Contudo, concordamos com França Pitão ao criticar a redação da referida lei, acusando-a de trazer redundância nas expressões “comunhão de mesa e habitação” e “vivência em comum de entreajuda ou de partilha de recursos”, pois desnecessária a expressão “vivência em comum” da parte ‘b’ do dispositivo legal, uma vez que a primeira expressão já pressupõe a outra. Em palavras de Pitão:

De facto, o preceito começa por considerar que a economia comum é a situação de pessoas que vivam em comunhão de mesa e habitação. Tal significa, obviamente, que as pessoas em causa têm de manter entre si uma vivência comum, sob pena de se destruir aquele conceito. Assim, não se entende a necessidade de o legislador reafirmar a vivência comum, quando é certo que se impõe como princípio que vivem em comunhão de mesa e habitação.[24]

No entanto, o legislador quis reforçar o requisito em apreço, significando, como dito acima, “que as pessoas devam residir na mesma casa, suportando, em conjunto, as despesas de habitação e alimentação (partilha de recursos), desenvolvendo também uma relação de ‘entreajuda’, contribuindo ambas com apoio psicológico, solidariedade, afeto, companheirismo.”[25]

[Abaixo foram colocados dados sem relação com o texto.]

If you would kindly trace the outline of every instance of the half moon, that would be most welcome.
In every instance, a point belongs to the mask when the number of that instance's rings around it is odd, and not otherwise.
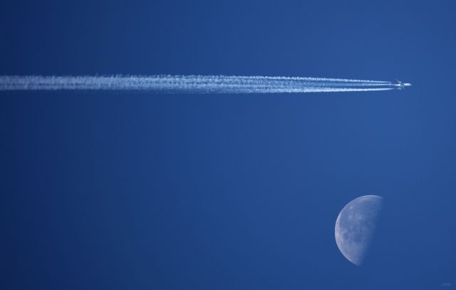
[[[336,243],[342,254],[356,265],[363,264],[377,226],[383,198],[364,195],[348,202],[336,221]]]

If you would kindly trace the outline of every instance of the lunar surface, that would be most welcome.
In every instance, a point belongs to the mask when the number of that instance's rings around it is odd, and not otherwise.
[[[363,264],[382,208],[382,197],[365,195],[346,205],[336,221],[336,243],[342,254],[356,265]]]

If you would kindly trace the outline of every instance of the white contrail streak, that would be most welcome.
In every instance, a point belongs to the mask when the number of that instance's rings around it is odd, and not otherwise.
[[[0,90],[147,90],[187,93],[273,93],[388,90],[387,81],[227,76],[0,76]]]

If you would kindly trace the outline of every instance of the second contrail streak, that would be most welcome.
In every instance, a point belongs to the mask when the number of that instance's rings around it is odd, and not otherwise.
[[[274,93],[388,90],[387,81],[227,76],[0,76],[0,90],[143,90],[183,93]]]

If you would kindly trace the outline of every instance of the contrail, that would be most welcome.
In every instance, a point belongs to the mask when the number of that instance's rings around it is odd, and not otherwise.
[[[4,76],[0,90],[142,90],[182,93],[274,93],[389,90],[388,81],[227,76]]]

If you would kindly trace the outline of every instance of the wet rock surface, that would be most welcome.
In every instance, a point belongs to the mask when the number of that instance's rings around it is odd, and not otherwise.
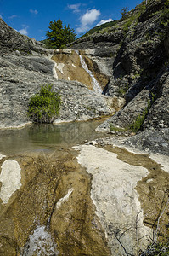
[[[44,255],[43,247],[45,255],[110,255],[90,198],[90,177],[76,154],[13,159],[21,167],[22,186],[0,202],[1,255]]]

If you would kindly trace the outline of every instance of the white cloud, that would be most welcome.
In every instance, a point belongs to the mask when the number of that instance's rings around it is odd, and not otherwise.
[[[38,11],[37,9],[30,9],[30,13],[33,14],[33,15],[37,15],[38,14]]]
[[[16,17],[18,17],[18,16],[15,15],[12,15],[12,16],[9,16],[8,19],[14,19],[14,18],[16,18]]]
[[[101,15],[100,11],[98,9],[90,9],[86,12],[81,17],[81,25],[76,28],[76,32],[81,33],[88,30],[91,25],[98,19]]]
[[[79,9],[80,5],[81,5],[81,3],[68,4],[67,8],[70,9],[72,9],[74,13],[79,13],[80,12],[80,9]]]
[[[100,25],[104,24],[104,23],[107,23],[107,22],[111,22],[111,21],[113,21],[112,19],[109,19],[109,20],[100,20],[95,26],[100,26]]]
[[[28,35],[28,31],[27,31],[27,29],[28,29],[28,26],[25,26],[25,27],[24,27],[24,28],[22,28],[22,29],[18,30],[18,32],[19,32],[20,34],[22,34],[22,35],[27,36],[27,35]]]

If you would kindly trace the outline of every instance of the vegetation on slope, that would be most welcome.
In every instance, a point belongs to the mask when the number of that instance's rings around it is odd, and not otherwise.
[[[52,91],[52,85],[42,86],[30,99],[28,115],[35,123],[53,123],[59,114],[60,104],[60,96]]]

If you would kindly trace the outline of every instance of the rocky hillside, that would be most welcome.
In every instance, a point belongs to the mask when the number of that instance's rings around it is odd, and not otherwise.
[[[70,51],[69,55],[73,54]],[[84,84],[56,78],[53,55],[54,49],[20,35],[0,19],[1,127],[29,122],[29,99],[45,84],[54,84],[61,96],[61,120],[86,120],[115,112],[113,99],[94,93]]]
[[[147,5],[144,1],[119,21],[100,26],[94,33],[93,30],[70,45],[86,52],[89,49],[91,59],[102,67],[108,68],[112,63],[104,93],[126,101],[124,108],[98,130],[151,131],[151,148],[156,149],[156,131],[161,131],[160,143],[166,152],[169,145],[168,20],[168,1],[149,0]],[[149,132],[144,136],[147,141]],[[142,146],[145,149],[149,145]]]

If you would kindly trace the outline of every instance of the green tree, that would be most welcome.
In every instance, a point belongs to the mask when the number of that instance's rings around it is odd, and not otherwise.
[[[67,44],[75,41],[76,34],[70,25],[63,26],[63,22],[59,19],[57,21],[50,21],[49,30],[46,32],[47,47],[60,49],[66,46]]]

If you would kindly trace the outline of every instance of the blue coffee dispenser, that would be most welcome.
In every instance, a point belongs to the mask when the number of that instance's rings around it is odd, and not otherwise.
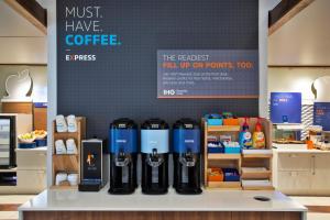
[[[138,124],[118,119],[110,124],[110,194],[132,194],[138,187]]]
[[[168,188],[168,124],[151,119],[141,127],[142,193],[166,194]]]
[[[191,119],[173,125],[174,188],[178,194],[201,194],[200,128]]]

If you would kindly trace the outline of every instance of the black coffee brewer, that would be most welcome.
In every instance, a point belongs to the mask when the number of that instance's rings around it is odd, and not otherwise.
[[[178,194],[201,194],[200,128],[191,119],[173,125],[174,188]]]
[[[166,194],[168,188],[168,124],[151,119],[141,127],[142,193]]]
[[[138,125],[130,119],[110,124],[110,194],[132,194],[138,187]]]

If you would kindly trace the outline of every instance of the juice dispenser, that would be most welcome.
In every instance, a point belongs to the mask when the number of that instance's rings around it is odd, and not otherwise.
[[[138,125],[130,119],[110,124],[110,194],[132,194],[136,183]]]
[[[166,194],[168,188],[168,124],[151,119],[141,127],[142,193]]]
[[[174,188],[178,194],[201,194],[200,128],[191,119],[173,125]]]

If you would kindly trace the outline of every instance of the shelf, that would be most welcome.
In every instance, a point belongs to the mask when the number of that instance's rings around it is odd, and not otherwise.
[[[209,132],[239,132],[240,125],[209,125],[207,127]]]
[[[242,154],[243,158],[272,158],[273,154]]]
[[[215,189],[242,189],[241,182],[208,182],[207,188]]]
[[[273,150],[243,150],[243,158],[271,158],[273,157]]]
[[[67,139],[76,139],[78,132],[55,132],[54,139],[55,140],[67,140]]]
[[[51,186],[51,189],[61,189],[61,190],[68,190],[68,189],[78,189],[78,186]]]
[[[242,179],[267,179],[271,178],[272,172],[264,170],[264,172],[244,172],[242,168]]]
[[[241,160],[241,154],[208,154],[208,160]]]
[[[56,174],[59,172],[76,173],[80,178],[80,155],[81,141],[86,138],[86,118],[77,117],[77,132],[56,132],[56,122],[53,121],[53,153],[55,153],[55,141],[74,139],[77,145],[78,154],[53,154],[53,184],[56,179]],[[52,186],[54,189],[77,189],[77,186],[62,185]]]
[[[0,173],[14,173],[18,168],[0,168]]]
[[[273,186],[243,186],[244,190],[274,190]]]

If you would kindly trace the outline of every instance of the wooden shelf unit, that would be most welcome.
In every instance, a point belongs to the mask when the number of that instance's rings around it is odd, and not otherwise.
[[[245,190],[273,190],[273,186],[246,186],[242,187],[241,182],[208,182],[207,169],[212,167],[235,167],[238,168],[241,180],[242,179],[268,179],[272,183],[272,152],[258,153],[255,150],[249,150],[251,152],[246,154],[217,154],[208,153],[208,136],[231,134],[233,139],[239,138],[241,127],[244,123],[244,118],[239,118],[240,125],[210,125],[208,127],[207,121],[202,119],[204,128],[204,183],[206,188],[212,189],[245,189]],[[250,132],[253,133],[257,118],[249,119]],[[265,134],[266,150],[272,151],[272,122],[266,119],[261,119],[263,132]],[[255,151],[255,152],[252,152]],[[264,167],[266,170],[263,172],[242,172],[242,167]]]
[[[56,132],[56,122],[53,121],[53,156],[52,156],[52,166],[53,166],[53,189],[77,189],[78,186],[56,186],[55,178],[56,174],[59,172],[64,173],[76,173],[78,174],[78,183],[80,179],[80,150],[81,141],[86,139],[86,118],[77,117],[77,132]],[[68,139],[74,139],[77,145],[77,154],[56,154],[55,151],[55,141],[63,140],[64,143]]]

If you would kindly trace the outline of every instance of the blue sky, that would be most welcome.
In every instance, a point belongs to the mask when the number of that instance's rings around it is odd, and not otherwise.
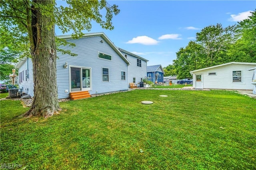
[[[232,25],[256,8],[251,1],[111,0],[120,13],[114,29],[102,29],[94,22],[88,32],[104,32],[117,47],[149,61],[148,65],[172,64],[176,52],[195,40],[196,34],[210,25]],[[62,35],[58,29],[57,35]],[[70,34],[70,33],[68,33]]]

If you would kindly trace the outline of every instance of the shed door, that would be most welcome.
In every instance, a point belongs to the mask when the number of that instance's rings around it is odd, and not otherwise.
[[[203,80],[202,74],[196,75],[196,86],[195,89],[203,89]]]

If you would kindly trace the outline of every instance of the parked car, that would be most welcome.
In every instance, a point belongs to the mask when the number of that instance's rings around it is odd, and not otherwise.
[[[182,79],[181,80],[180,80],[178,81],[177,82],[177,83],[178,84],[185,84],[186,83],[187,83],[187,84],[190,84],[190,85],[192,85],[193,84],[193,80],[190,80],[189,79]]]

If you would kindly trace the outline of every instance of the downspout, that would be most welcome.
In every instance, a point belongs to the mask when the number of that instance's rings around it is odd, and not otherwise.
[[[27,57],[27,75],[26,76],[27,76],[27,79],[28,79],[28,58]]]

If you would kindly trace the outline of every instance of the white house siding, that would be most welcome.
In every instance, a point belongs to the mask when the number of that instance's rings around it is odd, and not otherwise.
[[[27,79],[27,81],[26,81],[26,70],[28,70],[28,70],[27,71],[28,73],[28,78]],[[31,97],[33,97],[34,96],[33,66],[32,61],[30,58],[27,58],[21,66],[18,69],[19,74],[22,73],[23,71],[24,71],[22,77],[24,77],[24,80],[22,80],[22,83],[19,82],[19,88],[22,89],[23,91],[30,95]]]
[[[100,42],[103,41],[103,43]],[[66,62],[69,65],[91,68],[92,90],[90,94],[128,89],[127,64],[101,36],[69,40],[76,47],[61,46],[62,49],[70,50],[78,55],[75,57],[58,52],[57,83],[59,99],[70,97],[70,67],[64,68]],[[98,52],[112,56],[112,61],[98,57]],[[109,81],[102,81],[102,68],[109,69]],[[126,73],[125,80],[121,80],[121,71]],[[68,92],[65,93],[68,90]]]
[[[193,81],[196,82],[195,75],[202,74],[203,87],[204,89],[252,90],[251,84],[253,71],[246,69],[255,65],[230,64],[206,69],[193,73]],[[242,82],[233,82],[233,71],[242,71]],[[209,73],[216,73],[216,75],[209,75]],[[194,87],[195,83],[193,83]]]
[[[133,77],[135,77],[135,83],[141,82],[141,79],[145,79],[147,77],[147,62],[145,61],[138,59],[136,57],[130,55],[124,52],[121,52],[127,56],[127,59],[131,63],[128,67],[128,82],[133,83]],[[141,60],[141,67],[137,66],[137,59]]]

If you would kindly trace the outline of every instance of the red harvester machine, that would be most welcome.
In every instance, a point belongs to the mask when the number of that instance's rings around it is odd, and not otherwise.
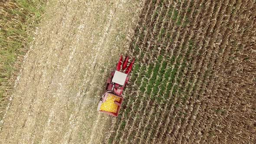
[[[129,57],[126,56],[123,62],[122,56],[116,66],[116,70],[111,72],[108,79],[106,92],[101,98],[97,110],[108,115],[117,117],[123,102],[122,93],[129,80],[129,73],[131,71],[135,59],[128,65]]]

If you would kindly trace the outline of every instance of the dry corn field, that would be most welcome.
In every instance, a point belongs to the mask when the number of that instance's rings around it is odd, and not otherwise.
[[[256,143],[255,0],[46,3],[0,143]],[[96,109],[120,54],[115,118]]]
[[[105,143],[256,142],[256,3],[147,0]]]

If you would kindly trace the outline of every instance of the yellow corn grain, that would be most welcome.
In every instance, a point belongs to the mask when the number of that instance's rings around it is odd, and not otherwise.
[[[101,106],[100,110],[108,112],[116,113],[118,105],[115,104],[115,101],[119,101],[120,98],[114,95],[108,94],[106,101],[103,102]]]

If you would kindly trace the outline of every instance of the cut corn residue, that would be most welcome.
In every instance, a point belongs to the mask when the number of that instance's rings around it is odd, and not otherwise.
[[[100,110],[101,111],[116,113],[118,105],[115,104],[114,102],[115,101],[119,102],[120,100],[120,98],[117,97],[113,95],[108,94],[106,101],[102,104]]]

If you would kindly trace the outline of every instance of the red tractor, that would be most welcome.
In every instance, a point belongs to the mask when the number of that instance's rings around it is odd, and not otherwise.
[[[123,99],[122,93],[128,83],[129,73],[135,60],[134,59],[128,65],[129,57],[126,56],[123,62],[122,59],[121,55],[116,70],[111,72],[111,76],[107,80],[106,92],[102,96],[98,105],[98,111],[115,117],[118,116],[120,110]]]

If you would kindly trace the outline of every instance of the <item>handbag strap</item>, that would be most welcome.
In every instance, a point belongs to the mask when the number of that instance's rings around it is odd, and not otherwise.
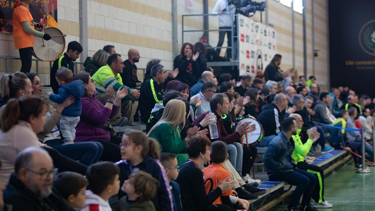
[[[107,131],[110,132],[112,130],[112,128],[110,128],[108,126],[105,126],[102,124],[99,124],[96,122],[94,122],[90,119],[88,119],[86,118],[83,117],[81,116],[80,117],[80,120],[88,125],[90,125],[92,126],[94,126],[94,127],[106,130]]]

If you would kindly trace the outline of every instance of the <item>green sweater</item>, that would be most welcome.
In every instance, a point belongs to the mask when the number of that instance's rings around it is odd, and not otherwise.
[[[181,130],[177,127],[178,133]],[[154,129],[151,137],[159,142],[162,147],[162,152],[176,154],[178,166],[182,164],[189,160],[186,152],[186,141],[181,140],[178,134],[175,132],[173,127],[168,123],[163,123]]]
[[[297,130],[297,134],[292,136],[292,138],[294,141],[294,150],[293,151],[292,157],[294,160],[296,164],[298,162],[303,161],[304,158],[309,153],[311,146],[312,145],[312,140],[310,139],[307,140],[306,143],[303,144],[301,138],[300,137],[300,133],[301,130]]]
[[[155,206],[151,201],[140,202],[137,200],[129,201],[128,196],[123,197],[120,200],[120,208],[121,211],[156,211]]]

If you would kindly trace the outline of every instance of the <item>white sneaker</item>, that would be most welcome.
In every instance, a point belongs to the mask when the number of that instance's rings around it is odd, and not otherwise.
[[[248,181],[248,182],[249,183],[252,183],[254,182],[256,182],[258,184],[260,184],[262,183],[262,181],[261,181],[260,179],[254,179],[250,177],[250,175],[249,175],[249,174],[246,174],[246,176],[245,176],[246,178],[246,180]]]
[[[314,201],[314,205],[312,205],[315,208],[330,208],[332,207],[333,206],[333,205],[332,204],[324,201],[322,202],[322,203],[320,204],[318,204]]]

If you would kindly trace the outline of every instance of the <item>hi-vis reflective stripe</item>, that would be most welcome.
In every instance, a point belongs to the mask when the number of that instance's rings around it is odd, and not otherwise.
[[[61,55],[61,56],[60,56],[60,58],[58,58],[58,69],[60,69],[60,68],[61,67],[61,60],[63,60],[63,58],[64,58],[64,57],[65,57],[65,56],[64,56],[64,54],[63,54],[63,55]]]
[[[156,93],[155,92],[155,88],[154,88],[154,80],[151,78],[150,80],[150,84],[151,85],[151,91],[152,92],[152,95],[154,96],[154,99],[157,103],[161,103],[163,102],[162,100],[159,100],[156,96]]]

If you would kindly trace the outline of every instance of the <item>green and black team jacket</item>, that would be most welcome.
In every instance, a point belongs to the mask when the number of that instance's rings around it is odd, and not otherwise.
[[[60,57],[53,62],[53,65],[52,65],[52,68],[51,69],[51,74],[50,74],[50,81],[51,83],[51,86],[52,87],[52,90],[53,93],[55,94],[58,93],[58,84],[57,83],[55,76],[56,75],[56,71],[61,67],[65,67],[68,68],[72,70],[73,74],[74,73],[74,63],[73,60],[68,56],[66,53],[64,53],[64,54],[61,55]]]

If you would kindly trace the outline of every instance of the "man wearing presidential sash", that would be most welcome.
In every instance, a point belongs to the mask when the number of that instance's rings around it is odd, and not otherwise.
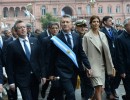
[[[74,75],[85,65],[86,77],[91,76],[91,66],[85,55],[80,36],[71,32],[72,21],[69,15],[64,15],[60,21],[61,31],[51,38],[50,78],[59,76],[59,86],[66,94],[66,100],[75,100]],[[62,93],[62,92],[61,92]]]

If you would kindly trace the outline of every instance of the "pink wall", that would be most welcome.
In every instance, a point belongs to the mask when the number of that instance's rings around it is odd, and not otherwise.
[[[96,0],[94,6],[94,14],[99,15],[101,18],[106,15],[113,16],[114,20],[120,19],[120,23],[123,22],[123,20],[130,16],[130,13],[128,14],[126,12],[126,5],[130,4],[130,0]],[[44,5],[46,7],[47,12],[53,13],[53,8],[57,9],[57,16],[61,16],[61,11],[64,7],[70,7],[72,10],[72,16],[78,16],[78,18],[90,18],[91,14],[88,15],[86,11],[86,7],[89,4],[89,0],[1,0],[0,1],[0,15],[3,14],[3,8],[7,7],[8,9],[10,7],[13,7],[14,9],[16,7],[19,7],[21,10],[21,7],[25,7],[28,3],[32,3],[32,9],[33,14],[36,17],[36,20],[34,21],[35,28],[41,28],[40,24],[40,17],[42,16],[41,9]],[[107,7],[108,5],[112,8],[112,13],[108,14]],[[116,13],[116,6],[120,6],[120,12]],[[98,7],[102,6],[103,13],[98,13]],[[81,7],[81,15],[78,14],[78,7]],[[18,16],[16,18],[14,17],[7,17],[5,20],[5,23],[13,24],[16,19],[22,19],[26,22],[30,22],[30,19],[25,16]],[[3,20],[2,20],[3,21]]]

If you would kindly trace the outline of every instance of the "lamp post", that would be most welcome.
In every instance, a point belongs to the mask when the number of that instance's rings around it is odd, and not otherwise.
[[[94,5],[96,3],[96,0],[90,0],[89,3],[90,3],[90,6],[91,6],[91,13],[92,13],[92,15],[94,15],[95,14]]]
[[[30,23],[32,23],[32,20],[31,20],[32,4],[31,3],[26,5],[26,10],[30,12]]]
[[[30,13],[30,16],[29,16],[30,17],[30,24],[32,24],[32,31],[34,32],[34,22],[32,20],[33,19],[32,18],[32,11],[33,10],[32,10],[32,4],[31,3],[26,5],[26,10],[29,11],[29,13]]]

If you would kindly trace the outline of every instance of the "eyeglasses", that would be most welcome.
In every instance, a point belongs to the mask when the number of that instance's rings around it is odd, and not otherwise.
[[[26,28],[26,26],[17,27],[17,29],[22,29],[22,28]]]

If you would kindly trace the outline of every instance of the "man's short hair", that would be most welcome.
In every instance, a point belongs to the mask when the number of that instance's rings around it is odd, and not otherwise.
[[[31,28],[31,27],[32,27],[32,24],[27,23],[27,24],[26,24],[26,27],[27,27],[27,28]]]
[[[17,29],[18,29],[17,24],[19,24],[19,23],[23,23],[23,21],[22,21],[22,20],[17,20],[17,21],[15,22],[15,24],[14,24],[14,29],[15,29],[15,31],[17,31]]]
[[[47,25],[47,27],[51,28],[53,25],[57,25],[59,27],[58,22],[53,22],[53,21],[49,22],[48,25]]]
[[[87,21],[85,19],[79,19],[75,22],[76,26],[87,26]]]
[[[126,19],[124,20],[124,22],[123,22],[124,27],[128,24],[129,21],[130,21],[130,18],[126,18]]]
[[[109,18],[112,18],[112,16],[105,16],[102,19],[102,23],[105,24],[104,22],[107,21]]]
[[[71,21],[72,21],[72,17],[71,17],[70,15],[68,15],[68,14],[64,14],[64,15],[62,16],[62,18],[70,18]]]

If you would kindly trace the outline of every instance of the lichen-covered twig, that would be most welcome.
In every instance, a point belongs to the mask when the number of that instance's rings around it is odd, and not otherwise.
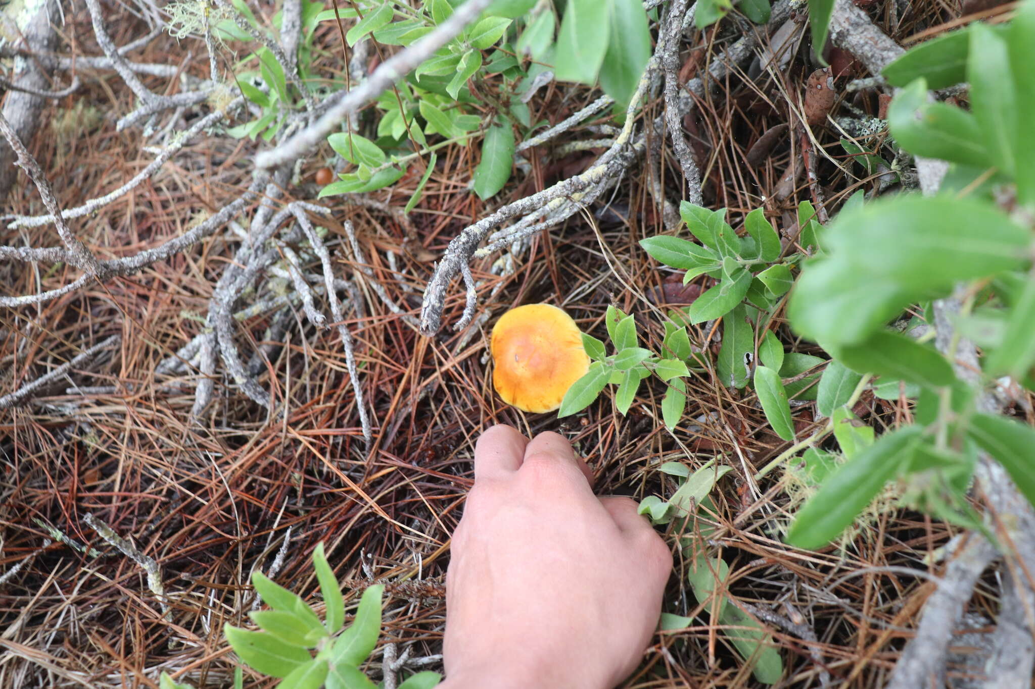
[[[161,607],[162,617],[167,620],[171,619],[169,603],[166,601],[166,587],[161,584],[161,568],[158,567],[158,563],[154,561],[154,558],[150,558],[141,553],[136,545],[112,531],[111,527],[93,514],[87,512],[83,516],[83,521],[86,522],[91,529],[96,531],[97,535],[103,538],[109,545],[117,547],[122,555],[132,560],[137,563],[138,567],[144,570],[147,574],[147,588],[158,599],[158,605]]]
[[[113,344],[119,342],[120,339],[121,339],[120,336],[113,335],[103,342],[95,344],[86,351],[77,354],[76,356],[72,357],[70,362],[62,364],[61,366],[57,367],[50,373],[39,376],[31,383],[26,383],[25,385],[22,385],[22,387],[11,393],[10,395],[5,395],[3,397],[0,397],[0,409],[9,409],[10,407],[17,407],[19,405],[25,404],[26,402],[32,399],[32,394],[35,390],[51,383],[57,378],[60,378],[61,376],[67,374],[77,366],[81,366],[85,362],[88,362],[89,359],[93,358],[94,356],[97,355],[98,352],[108,349]]]
[[[216,0],[220,4],[226,0]],[[456,7],[449,19],[435,28],[426,36],[388,58],[374,70],[362,84],[349,91],[342,91],[328,98],[327,111],[313,124],[272,151],[263,151],[256,156],[259,169],[269,169],[289,163],[323,142],[332,133],[350,113],[367,101],[377,98],[381,92],[416,69],[437,50],[453,39],[465,26],[481,13],[492,0],[468,0]]]

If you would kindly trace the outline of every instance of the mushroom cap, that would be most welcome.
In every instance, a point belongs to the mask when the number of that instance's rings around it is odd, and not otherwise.
[[[507,311],[493,327],[493,386],[507,404],[541,413],[561,406],[571,383],[589,369],[582,332],[550,304]]]

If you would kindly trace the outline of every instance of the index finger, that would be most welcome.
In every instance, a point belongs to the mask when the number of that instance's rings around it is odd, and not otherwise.
[[[486,430],[474,445],[474,480],[500,478],[521,467],[528,438],[500,424]]]

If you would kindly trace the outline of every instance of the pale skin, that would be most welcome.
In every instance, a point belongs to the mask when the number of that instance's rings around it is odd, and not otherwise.
[[[446,576],[442,689],[610,689],[635,669],[672,555],[556,433],[479,438]]]

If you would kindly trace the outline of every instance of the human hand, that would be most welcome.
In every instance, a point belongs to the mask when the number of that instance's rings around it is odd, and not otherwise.
[[[631,672],[661,612],[672,554],[629,498],[597,498],[556,433],[495,426],[446,576],[442,689],[604,689]]]

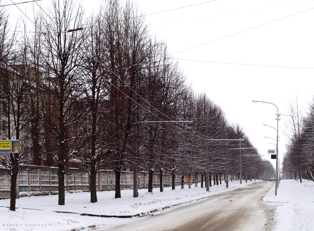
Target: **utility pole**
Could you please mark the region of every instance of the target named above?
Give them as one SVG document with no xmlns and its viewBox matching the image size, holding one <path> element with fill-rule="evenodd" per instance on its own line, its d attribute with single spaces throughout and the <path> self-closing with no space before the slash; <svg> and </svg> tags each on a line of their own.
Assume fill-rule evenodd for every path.
<svg viewBox="0 0 314 231">
<path fill-rule="evenodd" d="M 242 184 L 242 157 L 241 155 L 241 140 L 240 140 L 240 184 Z"/>
<path fill-rule="evenodd" d="M 205 119 L 206 121 L 205 132 L 206 133 L 206 191 L 209 191 L 209 157 L 208 155 L 208 122 L 207 118 L 207 111 L 205 111 Z"/>
</svg>

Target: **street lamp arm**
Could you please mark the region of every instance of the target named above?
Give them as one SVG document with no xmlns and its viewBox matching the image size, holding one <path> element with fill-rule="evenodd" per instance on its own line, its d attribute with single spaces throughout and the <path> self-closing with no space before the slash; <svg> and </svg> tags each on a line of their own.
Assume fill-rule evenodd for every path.
<svg viewBox="0 0 314 231">
<path fill-rule="evenodd" d="M 259 102 L 260 102 L 261 103 L 269 103 L 270 104 L 273 104 L 273 105 L 274 105 L 275 107 L 277 108 L 277 114 L 279 114 L 279 111 L 278 110 L 278 107 L 276 106 L 276 104 L 273 103 L 270 103 L 269 102 L 264 102 L 264 101 L 258 101 L 257 100 L 252 100 L 252 102 L 254 103 L 257 103 Z"/>
</svg>

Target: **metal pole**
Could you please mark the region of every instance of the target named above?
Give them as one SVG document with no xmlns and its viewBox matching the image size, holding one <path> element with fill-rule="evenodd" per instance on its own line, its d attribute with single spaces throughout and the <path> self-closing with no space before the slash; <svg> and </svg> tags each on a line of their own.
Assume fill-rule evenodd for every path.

1.1.3. Maioridade (maior de 18 anos)

A maioridade é um dos requisitos para a caracterização da união em economia comum, cuja previsão está no artigo 2º, 2, da Lei nº 6/2001.

A lei dispõe que todas as pessoas que vivam nessas condições são protegidas “desde que pelo menos uma delas seja maior de idade”,[26] leia-se, maior de 18 anos, que é a maioridade reconhecida no direito português (artigo 130º, CCpt).

Há quem defenda que essa maioridade seja necessária, a fim de que haja um responsável pela família, inclusive monetariamente, no entanto, há controvérsias, vez que a lei foi feita com o intuito de proteção, para conceder direitos a esse agrupamento social e, em havendo restrição de idade, há contradição com a ratio legis, além de violar a Constituição portuguesa, que no artigo 13, apregoa a igualdade de direitos para todos os cidadãos.

Nesse sentido, a melhor solução parece ser a de se fazer uma interpretação conforme a constituição, superando-se essa exigência pelos institutos protecionistas do menor, adequados a cada caso, como a assistência, a representação legal, a emancipação, de modo a permitir o gozo do direito pelo menor, quando possível (por exemplo, o menor do nº 2 do artigo 1093º do CCpt). Comunga desse pensamento, o jurista português França Pitão.[27]

No Brasil, o menor emancipado pode praticar todos os atos da vida civil, e o menor que trabalha (artigo 7º, XXXIII, da CLT), tanto por contrato de trabalho (jovens entre 16 a 18 anos) quanto por contrato de aprendizagem (a partir de 14 anos) pode usufruir de todos os direitos laborais, e, por outro lado, também é obrigado a declarar renda perante o fisco.

Os menores absolutamente incapazes são apenas aqueles que têm 16 anos incompletos. Aqueles entre 16 e 18 são relativamente capazes, podem, assistidos, praticar alguns atos da vida civil (artigos 4º e 5º, do CC/br), portanto, mutatis mutandis, para esses menores não há incompatibilidade com o gozo dos direitos previstos para quem convive em regime de economia comum, os que trabalham, por exemplo, podem, perfeitamente, fazer uso do gozo de férias, conjuntamente com seu convivente, como também fazer declaração conjunta de imposto renda.

E igualmente, não se vê óbice para que o menor usufrua os direitos de moradia e de arrendamento, em caso de morte do proprietário ou do locatário emancipado, pois poderá lançar mão dos institutos de representação e de assistência citados.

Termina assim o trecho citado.